More than 30 years ago I spent a brief time in a spiritual scene which had all the hallmarks of a cult. The leader famously used to say, “If you doubt you’re out.” What that statement meant was that if you voiced a doubt about the many questionable things that were going on, you would be forced to leave.
‘If you doubt you’re out’ is a kind of interesting statement in my opinion; and from the point of view of trying to understand that nature of reality the statement itself might be interpreted in different ways.
First of all, doubting that what we initially take to be true—that reality is dual by nature, that everything I see, perceive, and experience is different from me, that I am an individual whose existence is subject to birth, death, and change, and that my well-being is constantly at risk—might be a giant step in the right direction.
So if you doubt the nature of reality as you initially take it to be, that doubt might just help to lead you out—out of taking your being to be subject to suffering—and into the recognition that you are ever free.
Then from the point of view of the teachings of Vedanta, having one’s doubts cleared up is considered to be a very important aspect of the teaching. The student is encouraged to express his or her doubts, not with the intention of arguing with the teacher, but rather in order to have light shed upon them.
A true teacher should be able to address a student’s doubts, and help to resolve them by enabling the student to see through them. This is not a type of brainwashing, but rather a shining of light on some dark places held in the mind—dark places which themselves are blocking the recognition of the nature of reality.

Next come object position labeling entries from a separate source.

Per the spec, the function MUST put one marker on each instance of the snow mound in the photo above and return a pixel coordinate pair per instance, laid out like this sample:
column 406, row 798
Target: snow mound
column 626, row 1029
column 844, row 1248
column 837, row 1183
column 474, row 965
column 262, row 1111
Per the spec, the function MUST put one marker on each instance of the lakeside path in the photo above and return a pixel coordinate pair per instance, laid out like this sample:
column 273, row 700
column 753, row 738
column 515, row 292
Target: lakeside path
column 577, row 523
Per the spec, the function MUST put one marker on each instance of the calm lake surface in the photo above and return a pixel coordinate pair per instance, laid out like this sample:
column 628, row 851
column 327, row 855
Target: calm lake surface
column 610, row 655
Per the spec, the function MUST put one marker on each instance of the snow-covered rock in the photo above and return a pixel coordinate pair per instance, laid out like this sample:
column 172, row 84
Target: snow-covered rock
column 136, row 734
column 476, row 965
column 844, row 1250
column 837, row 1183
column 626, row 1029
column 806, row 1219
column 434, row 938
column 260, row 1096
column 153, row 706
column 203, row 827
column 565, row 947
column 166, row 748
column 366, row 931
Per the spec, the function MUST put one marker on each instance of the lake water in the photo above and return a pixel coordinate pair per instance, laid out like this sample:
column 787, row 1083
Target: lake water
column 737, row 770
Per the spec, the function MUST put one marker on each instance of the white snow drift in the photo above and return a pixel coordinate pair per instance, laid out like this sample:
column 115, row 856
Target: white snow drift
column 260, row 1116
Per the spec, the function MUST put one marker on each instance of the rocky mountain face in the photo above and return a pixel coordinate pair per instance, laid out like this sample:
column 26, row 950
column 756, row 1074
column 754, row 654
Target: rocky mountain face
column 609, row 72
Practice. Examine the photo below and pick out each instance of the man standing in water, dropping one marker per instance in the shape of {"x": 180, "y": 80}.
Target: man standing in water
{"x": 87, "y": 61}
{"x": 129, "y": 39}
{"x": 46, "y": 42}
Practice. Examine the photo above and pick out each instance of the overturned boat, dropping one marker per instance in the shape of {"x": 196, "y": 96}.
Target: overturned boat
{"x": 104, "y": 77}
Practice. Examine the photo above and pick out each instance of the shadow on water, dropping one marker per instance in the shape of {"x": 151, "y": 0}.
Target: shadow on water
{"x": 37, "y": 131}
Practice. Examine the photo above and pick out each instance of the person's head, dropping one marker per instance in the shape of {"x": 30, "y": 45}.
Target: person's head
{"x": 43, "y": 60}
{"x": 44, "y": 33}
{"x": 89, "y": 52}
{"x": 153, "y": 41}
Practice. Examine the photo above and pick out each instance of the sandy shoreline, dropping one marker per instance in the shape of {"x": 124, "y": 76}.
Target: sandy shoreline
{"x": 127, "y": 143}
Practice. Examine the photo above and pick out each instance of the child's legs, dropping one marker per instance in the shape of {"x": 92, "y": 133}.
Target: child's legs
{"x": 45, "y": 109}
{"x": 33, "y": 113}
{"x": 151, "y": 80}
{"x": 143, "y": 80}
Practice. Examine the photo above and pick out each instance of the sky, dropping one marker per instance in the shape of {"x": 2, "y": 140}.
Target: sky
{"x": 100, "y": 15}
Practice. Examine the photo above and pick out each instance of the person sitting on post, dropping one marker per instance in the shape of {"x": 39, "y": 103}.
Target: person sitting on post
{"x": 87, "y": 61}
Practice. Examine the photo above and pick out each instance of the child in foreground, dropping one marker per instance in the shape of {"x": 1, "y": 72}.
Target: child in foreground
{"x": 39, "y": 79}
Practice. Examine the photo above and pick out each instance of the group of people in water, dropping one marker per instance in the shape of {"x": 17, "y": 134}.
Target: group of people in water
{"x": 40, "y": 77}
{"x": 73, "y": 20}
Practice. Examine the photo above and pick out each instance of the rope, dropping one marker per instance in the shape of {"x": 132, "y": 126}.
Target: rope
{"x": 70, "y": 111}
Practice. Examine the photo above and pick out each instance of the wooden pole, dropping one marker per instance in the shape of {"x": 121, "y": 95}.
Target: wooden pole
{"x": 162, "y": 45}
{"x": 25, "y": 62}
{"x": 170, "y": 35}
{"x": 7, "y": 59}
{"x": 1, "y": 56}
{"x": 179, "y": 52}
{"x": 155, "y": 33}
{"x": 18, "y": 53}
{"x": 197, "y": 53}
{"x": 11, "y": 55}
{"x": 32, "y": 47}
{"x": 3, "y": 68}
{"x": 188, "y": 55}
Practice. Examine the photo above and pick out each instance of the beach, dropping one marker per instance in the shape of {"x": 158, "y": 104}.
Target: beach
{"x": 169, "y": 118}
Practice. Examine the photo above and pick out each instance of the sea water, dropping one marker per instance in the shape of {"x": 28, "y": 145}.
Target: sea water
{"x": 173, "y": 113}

Thus all the student’s doubts should be expressed and cleared up over time.
This might lead one to ask, “What about sraddha?” a word which is sometimes translated as ‘faith,’ and is held to be a prerequisite for the gain of self-knowledge.
The true meaning of the word sraddha is not faith, as in blind faith. What the word sraddha really means is ‘faith pending understanding.’ In other words the student has enough trust in the teaching and teacher to listen with an open mind, and to express doubts in order to have them resolved.
A true teacher will never tell a student he or she is ‘out’ because of doubts. A true teacher knows how to deal with doubts, welcomes them, can withstand them, and knows how to clear them up.
Then, finally having recognized the nature of reality, there is no doubt that person is out—out of samsara that is.